Congress' after-dusk votes Wednesday to raise the debt ceiling and re-open the shuttered government were a watershed moment in the era of governance by hostage-taking. Republicans proved they were willing to spur a shutdown, which has been costly but not disastrous. But the debt ceiling is a different beast. Republicans folded one day before the deadline, proving that default is a bridge too far for them. That suggests it has all but lost its utility as a weapon for a party out of power to demand concessions from the president.
The next debt limit hike will be required once Treasury exhausts the extraordinary measures available to borrow after the Feb. 7 deadline. And even the staunchest conservatives in the House see the writing on the wall after the GOP freed the hostage this time.
"There's nothing in this for conservatives. Not even a bright or shiny object," a despondent Rep. Tom Massie (R-KY) told TPM. "I don't know how you negotiate up from this capitulation. I think the long faces are a result of the realization, if not the vocalization yet, that this sets the precedent for this Congress."

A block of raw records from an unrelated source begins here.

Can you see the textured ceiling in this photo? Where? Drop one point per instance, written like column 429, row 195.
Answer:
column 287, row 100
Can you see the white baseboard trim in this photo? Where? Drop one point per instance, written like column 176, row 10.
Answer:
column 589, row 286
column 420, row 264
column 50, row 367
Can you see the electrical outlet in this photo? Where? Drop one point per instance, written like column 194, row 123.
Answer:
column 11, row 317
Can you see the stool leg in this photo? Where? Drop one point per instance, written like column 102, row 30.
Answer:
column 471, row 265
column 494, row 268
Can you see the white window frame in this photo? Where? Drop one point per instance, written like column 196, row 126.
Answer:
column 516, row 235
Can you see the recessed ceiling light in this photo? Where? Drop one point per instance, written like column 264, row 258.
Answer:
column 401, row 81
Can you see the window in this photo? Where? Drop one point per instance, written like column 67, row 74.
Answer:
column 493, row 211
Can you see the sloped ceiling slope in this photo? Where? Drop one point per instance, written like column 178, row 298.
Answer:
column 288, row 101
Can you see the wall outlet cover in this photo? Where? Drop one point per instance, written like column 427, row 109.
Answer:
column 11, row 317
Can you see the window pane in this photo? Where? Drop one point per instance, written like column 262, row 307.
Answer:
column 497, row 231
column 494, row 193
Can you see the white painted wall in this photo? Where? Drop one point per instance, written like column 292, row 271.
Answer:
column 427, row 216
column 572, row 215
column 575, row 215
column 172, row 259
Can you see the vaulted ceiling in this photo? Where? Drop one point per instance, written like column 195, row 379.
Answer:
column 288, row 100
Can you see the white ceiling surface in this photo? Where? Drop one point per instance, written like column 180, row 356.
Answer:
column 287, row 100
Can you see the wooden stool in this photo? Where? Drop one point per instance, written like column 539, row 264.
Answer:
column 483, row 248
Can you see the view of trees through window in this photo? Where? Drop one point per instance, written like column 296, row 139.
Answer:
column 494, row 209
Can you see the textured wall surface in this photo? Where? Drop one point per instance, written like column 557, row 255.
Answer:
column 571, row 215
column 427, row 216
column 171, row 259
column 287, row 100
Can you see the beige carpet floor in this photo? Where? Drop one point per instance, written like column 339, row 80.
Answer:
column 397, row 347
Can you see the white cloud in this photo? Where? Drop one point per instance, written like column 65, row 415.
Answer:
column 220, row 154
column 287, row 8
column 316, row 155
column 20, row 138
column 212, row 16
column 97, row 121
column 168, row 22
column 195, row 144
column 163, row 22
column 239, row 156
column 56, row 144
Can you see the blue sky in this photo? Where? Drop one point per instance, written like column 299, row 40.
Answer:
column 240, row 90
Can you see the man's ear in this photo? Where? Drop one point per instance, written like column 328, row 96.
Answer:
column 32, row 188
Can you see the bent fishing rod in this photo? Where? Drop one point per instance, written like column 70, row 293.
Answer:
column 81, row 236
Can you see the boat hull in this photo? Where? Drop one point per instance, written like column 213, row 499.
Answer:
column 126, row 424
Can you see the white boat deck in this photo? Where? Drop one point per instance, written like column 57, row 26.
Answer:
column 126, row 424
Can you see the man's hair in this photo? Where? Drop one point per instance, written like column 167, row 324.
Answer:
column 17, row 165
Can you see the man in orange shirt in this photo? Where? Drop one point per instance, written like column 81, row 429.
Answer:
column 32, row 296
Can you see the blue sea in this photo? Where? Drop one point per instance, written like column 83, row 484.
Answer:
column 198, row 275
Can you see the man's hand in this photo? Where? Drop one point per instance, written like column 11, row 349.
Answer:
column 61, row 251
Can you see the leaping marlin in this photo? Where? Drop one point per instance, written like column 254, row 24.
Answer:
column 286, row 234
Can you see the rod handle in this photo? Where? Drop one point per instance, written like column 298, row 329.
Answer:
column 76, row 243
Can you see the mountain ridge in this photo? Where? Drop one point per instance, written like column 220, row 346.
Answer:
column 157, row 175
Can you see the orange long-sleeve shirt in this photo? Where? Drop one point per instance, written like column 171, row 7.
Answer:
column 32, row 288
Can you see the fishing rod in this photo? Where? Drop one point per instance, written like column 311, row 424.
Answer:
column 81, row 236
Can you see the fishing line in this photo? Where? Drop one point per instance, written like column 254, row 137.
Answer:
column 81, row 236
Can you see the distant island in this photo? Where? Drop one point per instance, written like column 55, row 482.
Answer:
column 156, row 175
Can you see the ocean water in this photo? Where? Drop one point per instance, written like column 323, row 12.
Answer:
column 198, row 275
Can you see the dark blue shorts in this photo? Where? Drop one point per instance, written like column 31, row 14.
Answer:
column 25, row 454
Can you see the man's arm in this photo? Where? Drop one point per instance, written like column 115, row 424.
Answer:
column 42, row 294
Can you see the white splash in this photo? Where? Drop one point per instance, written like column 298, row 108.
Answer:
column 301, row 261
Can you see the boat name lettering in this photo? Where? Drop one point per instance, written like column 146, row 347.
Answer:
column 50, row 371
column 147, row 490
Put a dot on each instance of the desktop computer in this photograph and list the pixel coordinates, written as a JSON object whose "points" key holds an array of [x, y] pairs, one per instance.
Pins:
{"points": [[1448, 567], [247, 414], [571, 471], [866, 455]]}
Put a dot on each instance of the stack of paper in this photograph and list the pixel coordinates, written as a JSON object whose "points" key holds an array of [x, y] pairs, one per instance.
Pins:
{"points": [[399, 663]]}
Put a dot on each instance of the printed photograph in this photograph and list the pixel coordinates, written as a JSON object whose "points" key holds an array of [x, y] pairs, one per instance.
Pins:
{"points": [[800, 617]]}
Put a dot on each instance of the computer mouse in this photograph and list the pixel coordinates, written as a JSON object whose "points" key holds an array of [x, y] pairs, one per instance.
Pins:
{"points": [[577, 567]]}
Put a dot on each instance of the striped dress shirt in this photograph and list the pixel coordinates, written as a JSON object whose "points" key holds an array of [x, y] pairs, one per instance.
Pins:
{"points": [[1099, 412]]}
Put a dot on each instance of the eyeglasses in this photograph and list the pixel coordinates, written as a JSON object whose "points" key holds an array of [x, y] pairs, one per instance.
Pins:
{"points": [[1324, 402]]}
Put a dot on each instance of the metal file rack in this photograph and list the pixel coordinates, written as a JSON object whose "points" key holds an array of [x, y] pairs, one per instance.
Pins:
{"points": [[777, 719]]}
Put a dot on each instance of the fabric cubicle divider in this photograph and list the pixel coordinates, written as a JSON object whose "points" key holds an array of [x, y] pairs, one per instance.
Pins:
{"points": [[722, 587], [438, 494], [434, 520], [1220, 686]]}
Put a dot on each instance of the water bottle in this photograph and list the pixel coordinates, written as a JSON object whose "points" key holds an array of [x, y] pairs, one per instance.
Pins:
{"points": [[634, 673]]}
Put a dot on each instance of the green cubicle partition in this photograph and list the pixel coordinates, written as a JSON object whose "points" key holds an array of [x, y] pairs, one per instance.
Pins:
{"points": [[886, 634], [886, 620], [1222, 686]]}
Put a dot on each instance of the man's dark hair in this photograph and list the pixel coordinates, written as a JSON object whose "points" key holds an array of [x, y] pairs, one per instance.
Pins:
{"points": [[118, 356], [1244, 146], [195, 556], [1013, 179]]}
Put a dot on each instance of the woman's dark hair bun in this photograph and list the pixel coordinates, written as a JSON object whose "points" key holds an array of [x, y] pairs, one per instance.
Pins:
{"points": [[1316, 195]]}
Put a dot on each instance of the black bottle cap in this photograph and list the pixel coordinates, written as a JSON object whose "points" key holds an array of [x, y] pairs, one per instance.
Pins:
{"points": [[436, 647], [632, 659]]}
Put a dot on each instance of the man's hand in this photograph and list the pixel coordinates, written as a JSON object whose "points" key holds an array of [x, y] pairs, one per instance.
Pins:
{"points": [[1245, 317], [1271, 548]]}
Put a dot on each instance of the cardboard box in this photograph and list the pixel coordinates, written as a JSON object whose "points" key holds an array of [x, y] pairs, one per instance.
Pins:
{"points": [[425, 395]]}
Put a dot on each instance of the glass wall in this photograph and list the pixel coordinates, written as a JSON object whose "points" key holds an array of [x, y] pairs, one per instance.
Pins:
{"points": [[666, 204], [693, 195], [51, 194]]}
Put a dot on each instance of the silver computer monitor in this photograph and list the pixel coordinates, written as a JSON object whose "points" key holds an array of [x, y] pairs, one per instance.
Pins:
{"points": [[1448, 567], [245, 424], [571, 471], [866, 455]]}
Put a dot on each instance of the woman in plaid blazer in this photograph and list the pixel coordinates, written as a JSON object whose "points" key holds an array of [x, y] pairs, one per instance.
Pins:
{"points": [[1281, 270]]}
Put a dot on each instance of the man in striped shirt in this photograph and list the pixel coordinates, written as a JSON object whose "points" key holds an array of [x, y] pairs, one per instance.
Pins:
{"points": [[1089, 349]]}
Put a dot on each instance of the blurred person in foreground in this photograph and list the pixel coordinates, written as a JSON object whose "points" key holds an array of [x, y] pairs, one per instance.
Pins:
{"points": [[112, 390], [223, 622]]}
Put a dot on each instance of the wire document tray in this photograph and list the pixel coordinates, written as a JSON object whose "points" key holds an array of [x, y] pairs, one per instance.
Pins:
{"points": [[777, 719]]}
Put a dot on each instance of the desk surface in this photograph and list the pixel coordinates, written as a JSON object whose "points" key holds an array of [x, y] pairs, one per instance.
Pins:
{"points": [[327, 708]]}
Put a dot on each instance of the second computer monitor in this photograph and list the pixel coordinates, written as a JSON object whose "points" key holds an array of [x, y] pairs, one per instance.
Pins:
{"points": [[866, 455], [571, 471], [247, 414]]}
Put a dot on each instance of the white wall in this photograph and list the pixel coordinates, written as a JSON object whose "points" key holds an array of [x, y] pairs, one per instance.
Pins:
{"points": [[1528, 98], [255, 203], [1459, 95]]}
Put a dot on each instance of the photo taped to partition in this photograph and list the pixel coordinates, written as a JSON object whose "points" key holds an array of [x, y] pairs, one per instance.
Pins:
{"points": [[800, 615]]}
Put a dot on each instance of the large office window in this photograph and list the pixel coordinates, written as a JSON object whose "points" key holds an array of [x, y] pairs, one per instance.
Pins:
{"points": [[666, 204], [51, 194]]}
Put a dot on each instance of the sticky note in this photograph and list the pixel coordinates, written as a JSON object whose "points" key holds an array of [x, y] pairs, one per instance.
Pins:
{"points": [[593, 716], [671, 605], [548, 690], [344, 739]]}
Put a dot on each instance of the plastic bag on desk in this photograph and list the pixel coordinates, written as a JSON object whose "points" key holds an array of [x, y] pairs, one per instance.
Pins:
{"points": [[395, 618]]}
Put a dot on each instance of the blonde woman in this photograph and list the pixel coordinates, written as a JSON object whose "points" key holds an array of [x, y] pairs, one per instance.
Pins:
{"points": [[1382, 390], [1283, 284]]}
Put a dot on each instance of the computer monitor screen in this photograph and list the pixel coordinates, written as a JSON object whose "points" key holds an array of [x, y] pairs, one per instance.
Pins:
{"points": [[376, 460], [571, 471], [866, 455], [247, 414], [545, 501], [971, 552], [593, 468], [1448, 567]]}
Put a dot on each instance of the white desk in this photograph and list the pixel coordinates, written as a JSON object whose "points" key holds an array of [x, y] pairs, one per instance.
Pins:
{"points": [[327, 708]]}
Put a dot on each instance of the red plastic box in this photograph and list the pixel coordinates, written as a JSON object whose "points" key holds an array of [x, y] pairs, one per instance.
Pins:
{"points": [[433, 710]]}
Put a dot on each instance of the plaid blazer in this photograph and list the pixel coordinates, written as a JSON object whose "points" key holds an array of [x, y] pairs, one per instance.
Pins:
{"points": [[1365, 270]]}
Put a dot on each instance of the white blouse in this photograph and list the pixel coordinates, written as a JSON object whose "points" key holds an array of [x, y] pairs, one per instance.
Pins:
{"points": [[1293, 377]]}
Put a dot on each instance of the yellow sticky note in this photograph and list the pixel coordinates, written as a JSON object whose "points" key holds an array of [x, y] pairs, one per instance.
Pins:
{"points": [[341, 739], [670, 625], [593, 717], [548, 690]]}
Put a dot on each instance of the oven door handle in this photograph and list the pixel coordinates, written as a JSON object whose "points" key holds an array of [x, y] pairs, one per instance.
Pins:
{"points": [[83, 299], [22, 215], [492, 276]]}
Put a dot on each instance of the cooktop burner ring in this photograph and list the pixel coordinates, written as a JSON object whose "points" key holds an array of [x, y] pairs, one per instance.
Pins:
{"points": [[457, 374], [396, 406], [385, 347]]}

Conservatives have fond memories of the 2011 debt limit standoff where an emboldened Republican House majority leveraged the threat of default to force a dejected Obama into accepting more than $2 trillion in spending reductions, half of it through through the automatic cuts known as sequestration. But those days are long gone. Obama believes he made a huge mistake by letting the opposition party use the threat of disaster to set policy, and has since taken a hard line against debt limit negotiations in order to break that precedent.
"To my friends in Congress: Understand that how business is done in this town has to change," Obama said Thursday morning, chiding Republicans for repeated brinkmanship and the practice of "lurching from manufactured crisis to manufactured crisis."
He has called the GOP's bluff twice since then and watched them fold both times. In January 2013, before the country's borrowing authority was set to expire, House Republicans initially demanded cuts and reforms again in order to lift the ceiling. Obama made abundantly clear he wasn't about to give up anything merely to avert crisis. And Republicans caved, agreeing to extend the debt limit without policy add-ons. This time around, at the end of the day, even conservatives threw up their hands and praised Boehner for fighting the good fight.
"We fought hard to get as many reforms as we possibly could," Rep. Kristi Noem (R-SD) told TPM. "It's been a valiant effort."
A provision in the Wednesday legislation allows Congress to vote on a "motion to disapprove" of a debt limit hike, without a real threat of default. That suggests the debt limit appears to be returning to its traditional place: an opportunity for the party out of power to grandstand and score political points against the president -- much as Sen. Barack Obama did in 2006, when he voted against a debt ceiling hike and used the occasion to excoriate George W. Bush (a move he later said he regretted). Default wasn't seriously threatened then, and after this fiasco, GOP leaders cannot credibly do so again, lest Obama call their bluff a third time.
"I think some of our members may have thought the default issue was a hostage you might take a chance at shooting. Most of us didn't think that," said Senate Minority Leader Mitch McConnell (R-KY) after the 2011 standoff. "What we did learn is this -- it's a hostage that's worth ransoming. And it focuses the Congress on something that must be done."